First I jiggled the contraption. Then I tried to pry the grater loose with dueling forks jammed into the side of the bowl. I pushed and pulled it. I googled the phrase:

"Cant remove the grater attachment on my 3-cup Handy Prep Cuisinart" -- purposely omitting an apostrophe to maximize results. Not even an empathetic "I don't know" from Yahoo Answers.

Apparently no one else in the world has ever had this problem. I found the instruction manual online, though, and it told me that I shouldn't have this particular problem. That I could try gently wiggling the grater, then give it another tug.

Back in the kitchen, I tripped over a broom. Jammed my finger putting away some flour. Got Tofu in my bangs. Our counter space was covered in dishes. I balanced some dirty forks on the mouth of a box of crackers. I kept dropping things: measuring cups, ingredients.

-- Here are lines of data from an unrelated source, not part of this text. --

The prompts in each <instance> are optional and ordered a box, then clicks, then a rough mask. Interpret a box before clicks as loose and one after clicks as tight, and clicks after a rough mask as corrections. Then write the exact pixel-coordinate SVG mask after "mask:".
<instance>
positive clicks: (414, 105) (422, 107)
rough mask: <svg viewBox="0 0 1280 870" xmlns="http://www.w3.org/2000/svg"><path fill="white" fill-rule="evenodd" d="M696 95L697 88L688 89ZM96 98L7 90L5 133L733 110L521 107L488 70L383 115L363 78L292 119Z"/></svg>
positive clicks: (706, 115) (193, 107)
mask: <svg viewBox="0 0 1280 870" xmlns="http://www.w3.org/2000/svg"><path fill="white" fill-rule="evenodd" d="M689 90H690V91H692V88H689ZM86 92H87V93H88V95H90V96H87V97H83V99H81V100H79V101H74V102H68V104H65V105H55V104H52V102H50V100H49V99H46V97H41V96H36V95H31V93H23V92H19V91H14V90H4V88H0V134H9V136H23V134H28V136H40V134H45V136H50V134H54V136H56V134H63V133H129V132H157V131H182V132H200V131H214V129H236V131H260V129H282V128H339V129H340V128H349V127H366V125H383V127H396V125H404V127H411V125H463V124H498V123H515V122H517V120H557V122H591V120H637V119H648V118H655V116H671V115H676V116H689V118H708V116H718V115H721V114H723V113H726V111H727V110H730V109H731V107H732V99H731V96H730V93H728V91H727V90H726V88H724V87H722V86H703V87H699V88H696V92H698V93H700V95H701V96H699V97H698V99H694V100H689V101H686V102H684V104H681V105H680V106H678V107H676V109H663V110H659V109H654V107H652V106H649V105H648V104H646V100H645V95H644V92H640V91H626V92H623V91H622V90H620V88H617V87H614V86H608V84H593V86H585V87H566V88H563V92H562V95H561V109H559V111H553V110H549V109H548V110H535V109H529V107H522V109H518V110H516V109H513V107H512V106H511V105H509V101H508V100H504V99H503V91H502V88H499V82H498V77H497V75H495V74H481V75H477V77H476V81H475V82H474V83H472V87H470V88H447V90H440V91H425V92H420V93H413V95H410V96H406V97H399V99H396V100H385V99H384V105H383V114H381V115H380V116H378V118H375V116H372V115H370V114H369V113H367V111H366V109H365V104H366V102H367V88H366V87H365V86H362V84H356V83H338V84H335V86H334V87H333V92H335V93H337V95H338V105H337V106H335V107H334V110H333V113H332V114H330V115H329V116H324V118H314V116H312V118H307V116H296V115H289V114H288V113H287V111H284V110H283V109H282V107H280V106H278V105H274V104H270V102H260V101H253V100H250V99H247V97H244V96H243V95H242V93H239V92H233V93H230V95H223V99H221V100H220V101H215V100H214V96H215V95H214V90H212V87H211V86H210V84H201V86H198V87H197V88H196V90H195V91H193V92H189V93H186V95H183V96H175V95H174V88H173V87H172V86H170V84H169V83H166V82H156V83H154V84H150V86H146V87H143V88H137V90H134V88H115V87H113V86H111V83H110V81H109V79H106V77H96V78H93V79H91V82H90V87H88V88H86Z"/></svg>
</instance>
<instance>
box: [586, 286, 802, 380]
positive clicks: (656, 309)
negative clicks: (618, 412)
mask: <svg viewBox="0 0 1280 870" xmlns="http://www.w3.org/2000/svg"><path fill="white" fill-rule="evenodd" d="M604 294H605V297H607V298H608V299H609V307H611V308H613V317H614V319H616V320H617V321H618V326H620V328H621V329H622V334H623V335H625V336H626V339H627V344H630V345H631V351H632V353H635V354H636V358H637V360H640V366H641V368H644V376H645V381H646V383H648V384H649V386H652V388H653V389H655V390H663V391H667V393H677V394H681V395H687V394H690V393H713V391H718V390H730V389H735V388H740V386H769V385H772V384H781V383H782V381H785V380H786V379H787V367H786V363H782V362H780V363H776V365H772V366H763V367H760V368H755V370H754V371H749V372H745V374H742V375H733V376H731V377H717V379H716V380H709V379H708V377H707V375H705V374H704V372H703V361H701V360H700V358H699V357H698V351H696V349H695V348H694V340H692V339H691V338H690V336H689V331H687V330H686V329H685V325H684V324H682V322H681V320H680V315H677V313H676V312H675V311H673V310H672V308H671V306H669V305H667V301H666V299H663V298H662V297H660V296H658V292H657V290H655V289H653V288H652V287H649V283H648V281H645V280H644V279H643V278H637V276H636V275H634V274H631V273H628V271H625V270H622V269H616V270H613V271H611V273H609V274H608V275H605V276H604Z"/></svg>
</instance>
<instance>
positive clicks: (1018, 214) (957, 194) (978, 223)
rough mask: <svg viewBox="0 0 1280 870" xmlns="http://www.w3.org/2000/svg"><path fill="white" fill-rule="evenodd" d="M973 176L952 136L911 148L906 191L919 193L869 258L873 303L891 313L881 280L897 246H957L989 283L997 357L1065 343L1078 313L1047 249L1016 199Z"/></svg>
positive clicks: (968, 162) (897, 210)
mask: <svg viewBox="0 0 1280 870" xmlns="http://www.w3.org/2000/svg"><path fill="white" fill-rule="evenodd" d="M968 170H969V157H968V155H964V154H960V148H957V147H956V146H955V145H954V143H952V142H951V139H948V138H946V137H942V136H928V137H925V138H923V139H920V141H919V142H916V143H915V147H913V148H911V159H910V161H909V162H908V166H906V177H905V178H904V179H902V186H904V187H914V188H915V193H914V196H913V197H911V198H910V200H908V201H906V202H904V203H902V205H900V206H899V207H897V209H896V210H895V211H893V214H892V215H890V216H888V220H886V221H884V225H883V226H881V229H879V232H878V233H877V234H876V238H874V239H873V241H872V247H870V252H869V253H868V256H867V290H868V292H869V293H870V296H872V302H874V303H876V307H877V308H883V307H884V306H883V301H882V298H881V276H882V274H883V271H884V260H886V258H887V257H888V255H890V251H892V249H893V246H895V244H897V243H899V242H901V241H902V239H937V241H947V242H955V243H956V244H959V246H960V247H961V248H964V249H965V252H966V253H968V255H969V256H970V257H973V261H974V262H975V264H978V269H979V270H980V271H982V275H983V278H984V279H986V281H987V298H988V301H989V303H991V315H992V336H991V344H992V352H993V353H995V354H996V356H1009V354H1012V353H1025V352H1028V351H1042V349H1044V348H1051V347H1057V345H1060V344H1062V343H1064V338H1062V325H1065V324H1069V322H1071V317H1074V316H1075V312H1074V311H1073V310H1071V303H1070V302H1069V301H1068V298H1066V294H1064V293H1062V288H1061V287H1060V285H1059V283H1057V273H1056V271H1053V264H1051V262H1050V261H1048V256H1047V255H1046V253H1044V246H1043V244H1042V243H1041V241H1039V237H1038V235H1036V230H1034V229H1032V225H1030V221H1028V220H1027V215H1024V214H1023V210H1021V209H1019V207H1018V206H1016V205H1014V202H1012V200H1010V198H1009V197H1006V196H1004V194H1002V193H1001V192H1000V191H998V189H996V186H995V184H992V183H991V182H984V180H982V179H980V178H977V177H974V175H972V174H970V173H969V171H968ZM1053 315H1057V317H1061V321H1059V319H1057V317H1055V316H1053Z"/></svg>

I tugged at the bowl of the food processor. I banged it on the counter. I set the Cuisinart on the floor, stood on the body, and yanked upward on the stubborn piece of plastic. I started talking to myself. I gave myself permission to cry, but didn't take myself up on it. I imagined throwing the fucker at the wall, through a window, off the deck. Ramming my own head right into it. I sliced myself a hunk of cheese and ate it angrily.

"I'm just going to throw the damn thing away," I decided.

By the time Chuck woke up, my face was on fire and I could only scream "I'm going to throw this fucking thing at the wall!" over and over, each time like it was a brand new thought, each time a little more calmly, a little more diabolically. He tried using his strong mail-sorting fingers. Then he tried pliers. He went google-fishing for answers. Nada.

We decided to let the bowl sit, dry out, maybe it will become magically unstuck. Or maybe I'll lift some weights between now and the next tug.

Perhaps you've never noticed that "Latkes" rhymes with "eff these."

Then, suddenly, I became reinvigorated with that competitive surge that has been curiously missing since about ... 2004? I decided I was going to continue making the latkes, using what I could of the potatoes. I had nothing left to lose. So I started chucking ingredients together, not even measuring things out. For awhile I was making half a recipe; then I forgot and started acting like it was a full recipe. I finished about a dozen pancakes about 15 minutes before Chuck went to work.

They were actually pretty good. We had them with applesauce and sour cream.


Sproactually said...

So, other than that Mrs. Lincoln, how did you like that play?

Suber1 said...

I like the part where you realize that the made latkes 2000 years ago, without Cuisinarts.

chuck said...

The potato wasn't introduced to the middle east until about 400-500 years ago, so no one was making latkes back in 9 A.D.

Unless it was the Incas, but if so they weren't calling them latkes, and they probably had Cuisinarts from their spacemen friends anyway.